Fibonacci numbers and Leonardo numbers.
(The following formal derivations and computations are absolutely elementary and without
scientific interest. But I am interested in some numbers and need the formulae, and learned
that working on a scratch pad I make too many mistakes. Hence.)
The Fibonacci numbers are given by
F0 = 1 F1 = 1 Fn+2 = Fn+1 + Fn (or : Fn+2 - Fn+1 - Fn = 0).
The analytical solution of a homogeneous recurrence relation like this is found by solving first
the corresponding characteristic equation which one gets by "trying" an F of the form Fn = xⁿ :
(0) x² - x - 1 = 0
This equation has two different roots, which I shall denote by α and β
(1) α = ½ + ½√5 = 1.618034 10log α = 0.208988
β = ½ - ½√5 = - .618034
Obvious properties are
(2) α + β = 1 α . β = -1
α² = α + 1 , α³ = 2 . α + 1 , α⁴ = 3 . α + 2 , etc.

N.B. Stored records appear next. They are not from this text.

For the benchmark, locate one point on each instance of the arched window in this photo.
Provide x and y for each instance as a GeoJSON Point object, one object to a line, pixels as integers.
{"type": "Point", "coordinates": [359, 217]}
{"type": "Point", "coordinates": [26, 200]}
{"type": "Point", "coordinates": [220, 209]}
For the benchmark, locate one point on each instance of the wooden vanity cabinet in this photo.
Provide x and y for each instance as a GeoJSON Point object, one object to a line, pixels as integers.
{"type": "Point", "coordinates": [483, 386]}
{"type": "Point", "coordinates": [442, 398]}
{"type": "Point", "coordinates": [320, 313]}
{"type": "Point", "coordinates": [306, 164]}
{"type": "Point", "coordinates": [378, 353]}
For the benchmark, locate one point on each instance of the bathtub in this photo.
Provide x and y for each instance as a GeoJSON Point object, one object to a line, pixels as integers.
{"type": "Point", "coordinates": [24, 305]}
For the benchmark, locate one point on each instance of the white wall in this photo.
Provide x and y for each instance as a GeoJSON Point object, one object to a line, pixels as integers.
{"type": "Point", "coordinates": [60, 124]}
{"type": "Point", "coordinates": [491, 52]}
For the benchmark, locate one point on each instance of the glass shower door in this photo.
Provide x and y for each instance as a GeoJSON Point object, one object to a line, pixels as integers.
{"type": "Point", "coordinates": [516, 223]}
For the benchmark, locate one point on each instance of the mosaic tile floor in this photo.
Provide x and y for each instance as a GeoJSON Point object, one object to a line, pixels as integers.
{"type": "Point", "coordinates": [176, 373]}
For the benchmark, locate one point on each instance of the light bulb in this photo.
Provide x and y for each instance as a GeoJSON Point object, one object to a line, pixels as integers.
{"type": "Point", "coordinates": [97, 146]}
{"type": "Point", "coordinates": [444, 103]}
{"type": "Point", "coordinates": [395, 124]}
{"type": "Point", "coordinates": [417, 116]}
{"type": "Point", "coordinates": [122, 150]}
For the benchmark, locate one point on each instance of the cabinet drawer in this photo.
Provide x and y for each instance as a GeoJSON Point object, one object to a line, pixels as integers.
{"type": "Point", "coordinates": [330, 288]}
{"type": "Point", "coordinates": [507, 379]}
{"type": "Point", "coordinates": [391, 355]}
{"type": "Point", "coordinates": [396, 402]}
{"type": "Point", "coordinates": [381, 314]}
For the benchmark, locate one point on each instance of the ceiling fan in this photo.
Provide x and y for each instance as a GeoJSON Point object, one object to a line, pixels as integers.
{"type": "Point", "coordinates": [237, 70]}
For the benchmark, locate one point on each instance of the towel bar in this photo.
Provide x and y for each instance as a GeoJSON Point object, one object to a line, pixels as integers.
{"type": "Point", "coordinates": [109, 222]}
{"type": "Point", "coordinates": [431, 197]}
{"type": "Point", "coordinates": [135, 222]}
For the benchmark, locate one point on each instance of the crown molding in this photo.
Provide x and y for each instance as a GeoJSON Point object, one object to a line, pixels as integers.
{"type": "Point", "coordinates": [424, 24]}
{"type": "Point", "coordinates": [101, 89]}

Because α ≠ β , αⁿ and βⁿ give rise to linearly independent sequences and each
solution of the homogeneous recurrence relation is of the form
(3) Fn = X . αⁿ + Y . βⁿ
where the constants X and Y are determined by solving the set of lineair equations
(4) X + Y = F0
α . X + β . Y = F1
Multiplying the second equation by α we get - see (2) -
(α + 1) . X - Y = α . F1 , and hence
(α + 2) . X = F0 + α . F1 , hence
F0 + (½ + ½ √5) . F1 2 . F0 + (1 + √5) . F1 (5 - √5)
X = ━━━━━━━━━━ = ━━━━━━━━━━ ∙ ━━━━
2 ½ + ½ √5 (5 + √5) (5 - √5)
= ⅟20 . (10 . F0 - 2 . F0 . √5 + 4 . F1 . √5) =
= ⅟10 . (5 . F0 + (2 . F1 - F0) . √5) (5)
and, for reasons of symmetry
Y = ⅟10 . (5 . F0 - (2 . F1 - F0) . √5) (5')
For the Fibonacci numbers we substitute F0 = F1 = 1 and find, according to (3)
(6) Fn = (½ + ⅟10√5) . αⁿ + (½ - ⅟10√5) . βⁿ
= .723607 . αⁿ + .276393 . βⁿ
* *
*
We now switch to the Leonardo numbers given by L0 = 1 L1 = 1 Ln+2 = Ln+1 + Ln + 1 .
This recurrence relation is not homogeneous but - because x = 1 is not a root of (0) - this is
only an apparent complication : (Ln+2 + 1) = (Ln+1) + (Ln + 1), and we immediately derive
(7) Ln = 2 . Fn - 1 .
The nth Leonardo tree has Ln vertices. The (n + 1)th and the nth Leonardo tree are the
two subtrees. A number that is perhaps of some interest is the distance from the root summed
over the vertices of the nth Leonardo tree.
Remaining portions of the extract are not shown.